A imagem e a poesia

A imagem e a poesia, partilham afinidades. São plurisignificantes. O que se vê, o que se lê, parece estar fixado no objecto ou na palavra, mas o seu sentido, a sua irreverência, o seu alcance está para lá do visível, dissemina-se, cola-se à pele de quem observa, de quem lê, como o incenso que se liberta até se entranhar e não ser mais reconhecido pelo olfacto como tal. Por isso quando vemos e quando lemos, nunca vemos ou lemos todos o mesmo. A poesia, em particular, é subversiva: quebra regras, dispõe-se num lugar entre o presente, o passado e o futuro, numa alteridade que pode ser o território próprio do humano e, regressa à pele, num arrepio, num espanto ou numa epifania.
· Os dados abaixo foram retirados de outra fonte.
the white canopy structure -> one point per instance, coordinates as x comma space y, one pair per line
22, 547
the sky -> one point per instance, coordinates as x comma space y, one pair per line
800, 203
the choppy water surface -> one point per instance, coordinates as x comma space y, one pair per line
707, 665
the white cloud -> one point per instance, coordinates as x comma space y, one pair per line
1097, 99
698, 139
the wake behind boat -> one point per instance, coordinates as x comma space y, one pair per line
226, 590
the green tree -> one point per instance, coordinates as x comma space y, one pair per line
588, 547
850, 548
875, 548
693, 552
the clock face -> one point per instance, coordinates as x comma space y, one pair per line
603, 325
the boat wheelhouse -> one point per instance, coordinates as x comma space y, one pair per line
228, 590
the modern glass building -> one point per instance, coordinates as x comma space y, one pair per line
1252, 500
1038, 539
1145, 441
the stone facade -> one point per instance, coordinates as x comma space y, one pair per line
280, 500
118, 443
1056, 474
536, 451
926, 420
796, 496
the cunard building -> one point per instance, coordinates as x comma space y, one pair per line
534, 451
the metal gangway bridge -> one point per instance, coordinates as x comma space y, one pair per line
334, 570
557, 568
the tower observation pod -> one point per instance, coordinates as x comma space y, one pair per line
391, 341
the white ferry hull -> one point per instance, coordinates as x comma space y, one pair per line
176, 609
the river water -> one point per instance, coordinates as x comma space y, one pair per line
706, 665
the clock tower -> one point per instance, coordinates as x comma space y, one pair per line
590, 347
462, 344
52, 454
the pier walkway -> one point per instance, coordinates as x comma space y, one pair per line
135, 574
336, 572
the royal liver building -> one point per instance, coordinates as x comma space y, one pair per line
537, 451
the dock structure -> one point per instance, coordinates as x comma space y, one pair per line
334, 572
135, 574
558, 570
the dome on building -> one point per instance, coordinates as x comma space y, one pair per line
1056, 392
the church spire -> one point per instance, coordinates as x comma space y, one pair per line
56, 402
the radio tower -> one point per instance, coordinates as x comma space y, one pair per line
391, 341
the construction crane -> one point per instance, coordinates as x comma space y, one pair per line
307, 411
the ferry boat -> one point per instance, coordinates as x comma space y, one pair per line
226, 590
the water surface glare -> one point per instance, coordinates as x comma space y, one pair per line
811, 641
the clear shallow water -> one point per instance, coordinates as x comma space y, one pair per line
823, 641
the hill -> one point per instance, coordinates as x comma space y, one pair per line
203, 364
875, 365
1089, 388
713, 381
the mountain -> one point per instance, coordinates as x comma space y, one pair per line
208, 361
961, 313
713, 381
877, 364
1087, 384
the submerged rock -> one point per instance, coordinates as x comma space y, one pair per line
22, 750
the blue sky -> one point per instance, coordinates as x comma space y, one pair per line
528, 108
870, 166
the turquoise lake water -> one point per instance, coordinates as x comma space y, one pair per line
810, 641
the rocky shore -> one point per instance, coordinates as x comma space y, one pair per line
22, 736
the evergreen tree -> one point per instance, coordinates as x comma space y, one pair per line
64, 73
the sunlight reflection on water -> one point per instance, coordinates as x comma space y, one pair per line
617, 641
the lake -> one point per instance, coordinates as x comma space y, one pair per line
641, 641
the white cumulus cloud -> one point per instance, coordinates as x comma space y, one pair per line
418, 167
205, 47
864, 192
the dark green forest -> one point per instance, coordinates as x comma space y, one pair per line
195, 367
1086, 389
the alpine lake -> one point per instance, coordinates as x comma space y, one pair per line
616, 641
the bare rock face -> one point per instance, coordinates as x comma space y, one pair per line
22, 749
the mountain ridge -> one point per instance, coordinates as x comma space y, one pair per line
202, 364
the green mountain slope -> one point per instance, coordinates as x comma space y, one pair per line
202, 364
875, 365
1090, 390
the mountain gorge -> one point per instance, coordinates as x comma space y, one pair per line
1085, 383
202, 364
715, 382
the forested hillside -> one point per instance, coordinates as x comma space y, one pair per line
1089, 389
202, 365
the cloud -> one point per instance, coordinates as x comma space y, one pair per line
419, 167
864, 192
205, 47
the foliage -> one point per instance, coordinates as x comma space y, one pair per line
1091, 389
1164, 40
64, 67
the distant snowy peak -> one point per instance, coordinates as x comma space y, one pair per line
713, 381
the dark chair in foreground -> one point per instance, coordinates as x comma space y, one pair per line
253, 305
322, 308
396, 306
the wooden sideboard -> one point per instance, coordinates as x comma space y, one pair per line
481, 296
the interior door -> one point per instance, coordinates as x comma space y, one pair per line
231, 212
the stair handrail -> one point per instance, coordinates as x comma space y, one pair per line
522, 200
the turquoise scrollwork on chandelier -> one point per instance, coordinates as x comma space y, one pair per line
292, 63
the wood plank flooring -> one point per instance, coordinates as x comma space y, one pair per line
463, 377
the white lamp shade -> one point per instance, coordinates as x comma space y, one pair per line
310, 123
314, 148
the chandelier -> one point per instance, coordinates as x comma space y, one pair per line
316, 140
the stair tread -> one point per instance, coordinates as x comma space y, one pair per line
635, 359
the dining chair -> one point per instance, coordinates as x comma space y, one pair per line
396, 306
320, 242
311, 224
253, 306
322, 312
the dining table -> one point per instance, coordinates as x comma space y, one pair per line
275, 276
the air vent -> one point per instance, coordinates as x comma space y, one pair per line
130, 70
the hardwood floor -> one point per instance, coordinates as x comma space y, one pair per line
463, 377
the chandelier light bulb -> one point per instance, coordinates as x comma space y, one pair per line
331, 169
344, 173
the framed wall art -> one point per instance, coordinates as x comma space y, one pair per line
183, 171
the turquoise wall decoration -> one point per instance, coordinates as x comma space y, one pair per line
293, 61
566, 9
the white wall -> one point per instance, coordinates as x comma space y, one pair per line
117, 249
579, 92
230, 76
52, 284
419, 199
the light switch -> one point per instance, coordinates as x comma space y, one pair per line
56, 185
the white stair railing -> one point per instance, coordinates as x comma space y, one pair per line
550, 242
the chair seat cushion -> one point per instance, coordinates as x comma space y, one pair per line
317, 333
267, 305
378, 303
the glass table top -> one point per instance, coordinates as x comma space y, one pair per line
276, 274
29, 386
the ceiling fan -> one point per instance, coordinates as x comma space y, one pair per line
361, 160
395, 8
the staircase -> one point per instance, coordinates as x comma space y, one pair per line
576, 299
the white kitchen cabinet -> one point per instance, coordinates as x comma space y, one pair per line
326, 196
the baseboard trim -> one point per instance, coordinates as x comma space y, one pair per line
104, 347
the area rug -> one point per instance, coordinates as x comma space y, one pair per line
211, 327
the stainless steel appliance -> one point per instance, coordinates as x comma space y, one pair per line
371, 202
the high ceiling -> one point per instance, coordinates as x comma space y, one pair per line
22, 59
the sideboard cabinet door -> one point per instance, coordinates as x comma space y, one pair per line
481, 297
A imagem, tal como a busco, encontra na poesia um alicerce de construção que, pode ser e também é, reconstrução e desconstrução. Nesse território poético, o outro, o destinatário, é parte das imagens que crio e que partilho. A sua função de receptor catalisa, numa outra dimensão que eu não vejo nem controlo, o sentido e o significado que ele próprio atribui à imagem, criando outra imagem à sua semelhança, carregada da sua experiência, embebida no seu unguento visceral. Quantas imagens uma imagem pode ter?